Israeli officials said they had received assurances from Egypt regarding the safety of those being sent back. But human rights organizations said such a pledge does not guarantee that Egypt won't send the refugees back to Sudan, where their lives are at risk.

Some legal experts said the government's plan to turn back people at the border without examining their claims went against customary international law. They also warned that those sent back could face imprisonment and torture in Egypt for leaving illegally.

Anat Ben-Dor heads a legal aid clinic at Tel Aviv University that has helped win the release of about 300 Sudanese refugees from Israeli prisons in the last year. The asylum seekers have little confidence in what Egypt can offer them, she said.

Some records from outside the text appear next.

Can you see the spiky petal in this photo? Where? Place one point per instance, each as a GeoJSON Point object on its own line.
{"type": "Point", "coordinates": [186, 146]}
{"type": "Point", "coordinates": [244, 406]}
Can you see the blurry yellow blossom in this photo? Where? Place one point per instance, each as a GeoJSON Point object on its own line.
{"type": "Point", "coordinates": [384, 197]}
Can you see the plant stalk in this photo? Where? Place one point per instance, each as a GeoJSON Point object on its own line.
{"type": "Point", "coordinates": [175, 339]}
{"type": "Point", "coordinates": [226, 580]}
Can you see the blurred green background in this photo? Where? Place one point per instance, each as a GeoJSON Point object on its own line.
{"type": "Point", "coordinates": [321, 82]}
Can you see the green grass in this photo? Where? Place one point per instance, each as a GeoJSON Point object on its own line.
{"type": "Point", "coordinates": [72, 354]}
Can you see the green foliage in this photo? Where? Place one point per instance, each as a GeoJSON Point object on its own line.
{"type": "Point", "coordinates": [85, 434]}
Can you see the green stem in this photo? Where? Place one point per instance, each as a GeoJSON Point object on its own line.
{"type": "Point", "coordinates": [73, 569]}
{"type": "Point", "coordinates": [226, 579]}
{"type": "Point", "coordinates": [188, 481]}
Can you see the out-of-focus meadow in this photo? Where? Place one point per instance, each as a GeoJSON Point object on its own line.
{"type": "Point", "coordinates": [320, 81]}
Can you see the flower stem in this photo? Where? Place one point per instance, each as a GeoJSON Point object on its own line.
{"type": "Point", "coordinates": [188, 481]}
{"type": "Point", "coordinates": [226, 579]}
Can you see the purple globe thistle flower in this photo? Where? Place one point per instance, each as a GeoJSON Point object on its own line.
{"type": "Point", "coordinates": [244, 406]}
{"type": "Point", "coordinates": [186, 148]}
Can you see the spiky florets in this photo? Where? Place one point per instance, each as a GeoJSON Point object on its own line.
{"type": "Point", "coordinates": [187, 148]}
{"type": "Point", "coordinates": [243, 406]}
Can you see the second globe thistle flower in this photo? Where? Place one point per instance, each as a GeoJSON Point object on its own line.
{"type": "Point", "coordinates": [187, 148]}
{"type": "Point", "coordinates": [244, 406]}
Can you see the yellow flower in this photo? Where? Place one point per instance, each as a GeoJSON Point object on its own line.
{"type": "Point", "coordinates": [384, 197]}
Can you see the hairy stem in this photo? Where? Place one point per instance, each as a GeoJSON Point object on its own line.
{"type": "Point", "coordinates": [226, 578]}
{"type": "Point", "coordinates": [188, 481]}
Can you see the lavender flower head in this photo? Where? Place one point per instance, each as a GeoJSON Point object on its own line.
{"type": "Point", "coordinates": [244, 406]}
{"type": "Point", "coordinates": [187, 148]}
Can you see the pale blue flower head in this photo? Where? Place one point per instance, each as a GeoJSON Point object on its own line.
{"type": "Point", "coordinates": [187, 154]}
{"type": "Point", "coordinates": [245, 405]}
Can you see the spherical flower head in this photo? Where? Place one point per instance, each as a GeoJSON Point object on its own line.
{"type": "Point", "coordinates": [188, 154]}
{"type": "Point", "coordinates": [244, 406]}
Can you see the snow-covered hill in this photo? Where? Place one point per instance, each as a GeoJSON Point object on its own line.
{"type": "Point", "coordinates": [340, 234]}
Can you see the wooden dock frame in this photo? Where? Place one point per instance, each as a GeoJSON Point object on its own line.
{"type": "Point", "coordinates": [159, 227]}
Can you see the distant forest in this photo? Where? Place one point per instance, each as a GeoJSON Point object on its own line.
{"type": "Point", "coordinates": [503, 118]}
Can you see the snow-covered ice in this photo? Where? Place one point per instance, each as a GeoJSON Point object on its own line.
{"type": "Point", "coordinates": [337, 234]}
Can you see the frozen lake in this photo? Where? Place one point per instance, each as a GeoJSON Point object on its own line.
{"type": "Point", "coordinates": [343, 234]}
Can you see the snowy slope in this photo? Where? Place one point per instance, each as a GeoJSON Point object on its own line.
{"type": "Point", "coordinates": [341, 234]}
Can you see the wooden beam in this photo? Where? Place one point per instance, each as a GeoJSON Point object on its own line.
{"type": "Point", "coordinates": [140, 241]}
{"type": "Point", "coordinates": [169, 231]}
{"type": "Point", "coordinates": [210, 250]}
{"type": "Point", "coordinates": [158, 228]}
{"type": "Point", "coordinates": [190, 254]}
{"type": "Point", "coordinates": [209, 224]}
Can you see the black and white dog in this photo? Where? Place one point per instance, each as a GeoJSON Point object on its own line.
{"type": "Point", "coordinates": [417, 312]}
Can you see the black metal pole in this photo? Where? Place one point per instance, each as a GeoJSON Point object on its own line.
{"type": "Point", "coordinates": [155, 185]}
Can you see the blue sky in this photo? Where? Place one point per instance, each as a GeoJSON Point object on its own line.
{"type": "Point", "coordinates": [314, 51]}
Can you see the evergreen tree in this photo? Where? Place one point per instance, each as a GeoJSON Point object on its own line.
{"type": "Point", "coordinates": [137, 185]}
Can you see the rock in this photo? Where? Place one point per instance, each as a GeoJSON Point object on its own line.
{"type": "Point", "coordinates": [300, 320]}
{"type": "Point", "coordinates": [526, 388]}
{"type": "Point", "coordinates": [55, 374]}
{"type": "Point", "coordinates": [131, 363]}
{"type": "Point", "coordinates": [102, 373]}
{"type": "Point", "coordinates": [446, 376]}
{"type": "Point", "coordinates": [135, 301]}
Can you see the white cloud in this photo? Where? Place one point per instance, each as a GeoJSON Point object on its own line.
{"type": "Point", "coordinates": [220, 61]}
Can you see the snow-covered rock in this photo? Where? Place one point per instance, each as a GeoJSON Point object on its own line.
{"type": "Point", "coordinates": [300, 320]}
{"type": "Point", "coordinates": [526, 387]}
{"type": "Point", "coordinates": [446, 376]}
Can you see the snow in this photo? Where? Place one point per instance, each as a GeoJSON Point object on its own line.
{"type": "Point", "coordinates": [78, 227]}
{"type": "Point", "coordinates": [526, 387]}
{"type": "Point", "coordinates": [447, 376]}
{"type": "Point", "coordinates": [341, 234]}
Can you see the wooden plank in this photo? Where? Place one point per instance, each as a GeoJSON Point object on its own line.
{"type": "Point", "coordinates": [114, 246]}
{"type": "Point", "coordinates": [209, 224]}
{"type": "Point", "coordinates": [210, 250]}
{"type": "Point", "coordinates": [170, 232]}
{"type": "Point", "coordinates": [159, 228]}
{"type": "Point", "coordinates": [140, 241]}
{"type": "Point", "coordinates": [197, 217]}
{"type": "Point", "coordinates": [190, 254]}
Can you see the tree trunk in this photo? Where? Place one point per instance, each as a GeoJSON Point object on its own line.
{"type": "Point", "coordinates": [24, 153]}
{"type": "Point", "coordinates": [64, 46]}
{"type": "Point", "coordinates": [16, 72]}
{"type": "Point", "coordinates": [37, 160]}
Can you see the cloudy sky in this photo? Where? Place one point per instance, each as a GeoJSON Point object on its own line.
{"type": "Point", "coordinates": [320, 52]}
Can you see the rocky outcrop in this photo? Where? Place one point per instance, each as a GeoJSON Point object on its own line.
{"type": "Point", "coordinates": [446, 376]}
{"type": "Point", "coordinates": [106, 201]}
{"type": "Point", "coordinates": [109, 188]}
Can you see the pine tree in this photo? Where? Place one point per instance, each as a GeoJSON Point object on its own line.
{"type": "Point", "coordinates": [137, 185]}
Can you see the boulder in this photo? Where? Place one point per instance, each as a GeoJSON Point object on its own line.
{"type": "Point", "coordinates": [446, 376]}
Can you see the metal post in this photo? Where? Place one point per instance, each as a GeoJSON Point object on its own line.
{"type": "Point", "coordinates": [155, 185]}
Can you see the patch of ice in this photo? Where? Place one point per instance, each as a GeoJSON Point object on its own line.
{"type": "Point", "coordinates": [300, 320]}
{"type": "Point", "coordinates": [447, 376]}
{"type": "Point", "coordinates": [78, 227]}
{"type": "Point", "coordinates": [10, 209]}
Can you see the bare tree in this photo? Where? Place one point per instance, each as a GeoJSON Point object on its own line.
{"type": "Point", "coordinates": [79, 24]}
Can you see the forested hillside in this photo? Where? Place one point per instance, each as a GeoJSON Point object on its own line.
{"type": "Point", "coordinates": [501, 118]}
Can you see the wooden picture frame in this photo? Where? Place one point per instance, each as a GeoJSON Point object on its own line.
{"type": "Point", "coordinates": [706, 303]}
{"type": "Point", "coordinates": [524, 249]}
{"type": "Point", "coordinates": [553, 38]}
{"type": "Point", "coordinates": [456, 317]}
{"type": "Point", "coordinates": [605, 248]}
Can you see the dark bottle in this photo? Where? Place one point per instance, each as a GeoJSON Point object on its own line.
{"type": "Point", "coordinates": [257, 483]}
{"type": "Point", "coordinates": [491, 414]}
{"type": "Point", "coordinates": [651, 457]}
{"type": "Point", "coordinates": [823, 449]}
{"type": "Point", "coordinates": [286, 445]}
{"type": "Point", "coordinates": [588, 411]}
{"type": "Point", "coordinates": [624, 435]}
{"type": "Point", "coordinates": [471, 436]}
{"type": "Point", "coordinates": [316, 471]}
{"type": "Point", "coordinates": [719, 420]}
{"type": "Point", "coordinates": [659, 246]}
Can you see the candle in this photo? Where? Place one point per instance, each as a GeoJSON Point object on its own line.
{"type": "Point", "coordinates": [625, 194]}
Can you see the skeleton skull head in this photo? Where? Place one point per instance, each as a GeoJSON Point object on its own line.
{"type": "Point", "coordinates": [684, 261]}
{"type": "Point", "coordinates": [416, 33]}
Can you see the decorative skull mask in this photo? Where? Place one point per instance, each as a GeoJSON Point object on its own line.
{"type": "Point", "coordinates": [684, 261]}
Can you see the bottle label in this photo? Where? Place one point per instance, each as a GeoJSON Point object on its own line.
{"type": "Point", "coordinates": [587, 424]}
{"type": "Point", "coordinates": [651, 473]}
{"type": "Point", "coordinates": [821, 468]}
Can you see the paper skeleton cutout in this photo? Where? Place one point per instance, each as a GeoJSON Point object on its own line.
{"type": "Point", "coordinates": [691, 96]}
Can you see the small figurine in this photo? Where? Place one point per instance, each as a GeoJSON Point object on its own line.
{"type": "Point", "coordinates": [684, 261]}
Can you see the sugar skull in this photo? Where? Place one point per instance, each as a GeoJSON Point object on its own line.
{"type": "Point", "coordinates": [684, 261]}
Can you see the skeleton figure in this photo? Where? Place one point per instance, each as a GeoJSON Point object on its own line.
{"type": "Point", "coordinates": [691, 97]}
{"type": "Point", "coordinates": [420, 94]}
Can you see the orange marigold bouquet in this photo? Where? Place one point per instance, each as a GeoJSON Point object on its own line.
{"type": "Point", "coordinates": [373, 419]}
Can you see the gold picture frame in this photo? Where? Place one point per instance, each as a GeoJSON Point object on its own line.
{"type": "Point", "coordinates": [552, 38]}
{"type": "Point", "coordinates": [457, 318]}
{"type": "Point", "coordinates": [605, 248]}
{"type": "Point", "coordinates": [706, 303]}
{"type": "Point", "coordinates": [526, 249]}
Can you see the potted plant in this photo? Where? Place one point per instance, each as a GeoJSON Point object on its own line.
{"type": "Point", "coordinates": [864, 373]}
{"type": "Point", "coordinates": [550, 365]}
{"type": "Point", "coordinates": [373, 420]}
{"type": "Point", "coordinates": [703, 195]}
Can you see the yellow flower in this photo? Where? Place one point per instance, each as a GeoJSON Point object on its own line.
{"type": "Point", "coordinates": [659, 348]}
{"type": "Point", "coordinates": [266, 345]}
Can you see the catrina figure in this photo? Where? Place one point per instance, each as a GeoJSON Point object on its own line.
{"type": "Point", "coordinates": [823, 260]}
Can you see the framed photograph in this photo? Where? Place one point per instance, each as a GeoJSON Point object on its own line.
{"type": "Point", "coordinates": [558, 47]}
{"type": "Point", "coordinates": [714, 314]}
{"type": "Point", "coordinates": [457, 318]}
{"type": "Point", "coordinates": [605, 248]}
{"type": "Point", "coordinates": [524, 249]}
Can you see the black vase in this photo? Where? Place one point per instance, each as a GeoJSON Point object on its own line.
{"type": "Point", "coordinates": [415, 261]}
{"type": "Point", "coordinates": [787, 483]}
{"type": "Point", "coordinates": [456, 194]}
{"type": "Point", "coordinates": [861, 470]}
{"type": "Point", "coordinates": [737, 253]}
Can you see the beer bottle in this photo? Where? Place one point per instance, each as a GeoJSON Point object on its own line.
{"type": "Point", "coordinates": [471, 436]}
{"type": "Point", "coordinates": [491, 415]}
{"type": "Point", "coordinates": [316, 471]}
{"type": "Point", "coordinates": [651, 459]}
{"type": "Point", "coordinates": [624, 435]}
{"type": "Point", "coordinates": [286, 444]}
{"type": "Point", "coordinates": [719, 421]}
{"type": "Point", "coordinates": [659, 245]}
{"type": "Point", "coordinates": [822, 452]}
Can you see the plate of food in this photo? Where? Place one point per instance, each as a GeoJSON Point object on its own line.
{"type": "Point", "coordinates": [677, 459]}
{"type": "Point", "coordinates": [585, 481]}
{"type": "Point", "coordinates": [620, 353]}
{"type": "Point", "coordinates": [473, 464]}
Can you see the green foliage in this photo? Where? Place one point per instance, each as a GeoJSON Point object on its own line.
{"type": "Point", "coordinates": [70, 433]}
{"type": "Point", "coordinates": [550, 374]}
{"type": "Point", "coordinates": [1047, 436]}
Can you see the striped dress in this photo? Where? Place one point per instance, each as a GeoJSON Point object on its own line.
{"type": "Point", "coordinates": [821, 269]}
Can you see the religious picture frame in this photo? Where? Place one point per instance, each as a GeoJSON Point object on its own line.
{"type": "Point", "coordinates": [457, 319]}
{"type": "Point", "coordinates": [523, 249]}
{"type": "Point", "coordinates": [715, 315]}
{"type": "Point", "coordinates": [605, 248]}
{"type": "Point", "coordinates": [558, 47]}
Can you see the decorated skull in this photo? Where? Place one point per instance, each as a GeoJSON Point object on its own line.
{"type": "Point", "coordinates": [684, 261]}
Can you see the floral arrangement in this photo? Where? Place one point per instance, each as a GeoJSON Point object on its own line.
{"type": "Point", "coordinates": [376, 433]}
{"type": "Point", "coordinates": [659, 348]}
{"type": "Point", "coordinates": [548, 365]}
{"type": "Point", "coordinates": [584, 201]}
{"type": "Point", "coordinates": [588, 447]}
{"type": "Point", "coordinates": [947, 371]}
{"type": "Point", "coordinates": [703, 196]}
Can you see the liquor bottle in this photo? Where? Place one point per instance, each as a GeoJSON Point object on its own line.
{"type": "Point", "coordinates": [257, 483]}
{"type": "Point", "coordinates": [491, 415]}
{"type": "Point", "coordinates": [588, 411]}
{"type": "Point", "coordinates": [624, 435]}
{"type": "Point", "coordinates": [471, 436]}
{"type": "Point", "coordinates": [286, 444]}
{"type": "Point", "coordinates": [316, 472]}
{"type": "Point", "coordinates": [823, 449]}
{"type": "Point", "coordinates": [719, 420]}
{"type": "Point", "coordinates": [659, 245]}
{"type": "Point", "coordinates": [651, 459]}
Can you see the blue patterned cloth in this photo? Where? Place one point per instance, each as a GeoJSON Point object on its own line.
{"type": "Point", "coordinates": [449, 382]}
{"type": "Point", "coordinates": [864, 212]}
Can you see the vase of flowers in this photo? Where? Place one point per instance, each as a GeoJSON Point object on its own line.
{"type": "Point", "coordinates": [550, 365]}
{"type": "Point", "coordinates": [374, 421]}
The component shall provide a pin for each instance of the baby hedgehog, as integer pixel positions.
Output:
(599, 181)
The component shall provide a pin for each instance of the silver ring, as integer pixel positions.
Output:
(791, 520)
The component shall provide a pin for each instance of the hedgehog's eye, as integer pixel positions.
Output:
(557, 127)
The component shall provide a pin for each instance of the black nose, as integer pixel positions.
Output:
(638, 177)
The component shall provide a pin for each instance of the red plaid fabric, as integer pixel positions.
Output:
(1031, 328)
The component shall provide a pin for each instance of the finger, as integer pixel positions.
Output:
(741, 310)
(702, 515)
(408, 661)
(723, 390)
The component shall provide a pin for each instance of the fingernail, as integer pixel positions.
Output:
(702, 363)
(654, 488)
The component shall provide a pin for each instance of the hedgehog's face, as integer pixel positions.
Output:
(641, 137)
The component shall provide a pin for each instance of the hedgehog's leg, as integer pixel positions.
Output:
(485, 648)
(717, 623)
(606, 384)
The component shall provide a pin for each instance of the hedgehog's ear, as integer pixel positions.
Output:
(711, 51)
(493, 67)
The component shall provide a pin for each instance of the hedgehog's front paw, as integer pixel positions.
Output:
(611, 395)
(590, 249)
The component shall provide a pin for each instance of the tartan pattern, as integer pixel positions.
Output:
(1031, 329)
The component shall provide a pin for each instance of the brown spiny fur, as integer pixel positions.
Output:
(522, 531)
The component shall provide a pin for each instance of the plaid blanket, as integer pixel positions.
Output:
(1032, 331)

"They don't get work rights, their children don't get into schools, there are no medical services," she said. "It's like being in an eternal limbo and being subject to very racist treatment because of the color of their skin."

The Israeli government views most of the newcomers as economic migrants. But critics of the clampdown say they expect more understanding from a state whose creation was driven by the historic persecution of Jews that culminated in the Holocaust. Some have pointed out that Olmert's parents took refuge in China in the early 1900s to escape persecution in Russia.

The trickle of Sudanese into Israel began to accelerate after riot police broke up a sit-in they staged in Cairo in 2005 to press demands for asylum.

Among the protesters was William, who barely survived a head injury inflicted by police in the crackdown, which ended with at least 27 Sudanese dead. That's when he resolved to leave.

William told his story in halting English, sitting in the shade of pine trees at the kibbutz on a hot afternoon.

In Sudan, William said, he eluded kidnapping by a militia group that looted his southern village, killed his father and separated him from the rest of his family. From there he fled to the capital, Khartoum, and spent years in a refugee camp before escaping to Egypt in 2000, where he married.

Life in Egypt was less violent but still intolerable, William said. The $50 he earned monthly from a 12-hour-a-day job cleaning a restaurant wasn't enough to sustain his family. There was no money to pay for his pregnant wife's medical care. He said he was harassed by Egyptians in what he attributes to racism against darker-skinned Sudanese.

Last month, he and his family tired of waiting for the Office of the United Nations High Commissioner for Refugees to resettle them abroad. They took a bus to the Sinai desert, where he paid smugglers to guide them into Israel.

The journey was risky. Some Sudanese refugees here said Egyptian soldiers shot at them to try to prevent them from leaving the country illegally. Some who were caught said the soldiers beat them.

Until May, an average of seven Sudanese immigrants arrived in Israel a month, according to Hotline for Migrant Workers, an Israeli volunteer group. Authorities would jail the men and turn the women and children over to volunteer groups for shelter while their asylum claims were considered.

But in May and June, more than 700 Sudanese arrived. With no room in prisons, immigration authorities stopped holding the men and began depositing them and their families on the streets of Beersheba in southern Israel.

Local volunteers, mostly university students, helped find them places to stay. Some have been taken in by communal farms or put up at hotels. The lucky ones have found work at Red Sea resort hotels in Eilat.

On the grassy poolside of the Desert Inn in Beersheba, where dozens of Sudanese families have found temporary sanctuary, Anthony said he was afraid of being forced to return to Egypt.

"They don't like us — some of us have been beaten," said the father of four, who serves as the unofficial spokesman for the group at the hotel. He declined to give his last name.

"Before we reach Egypt, let the Israeli government know this: If they take us away, we will try to come back, even if we die at the border," he said.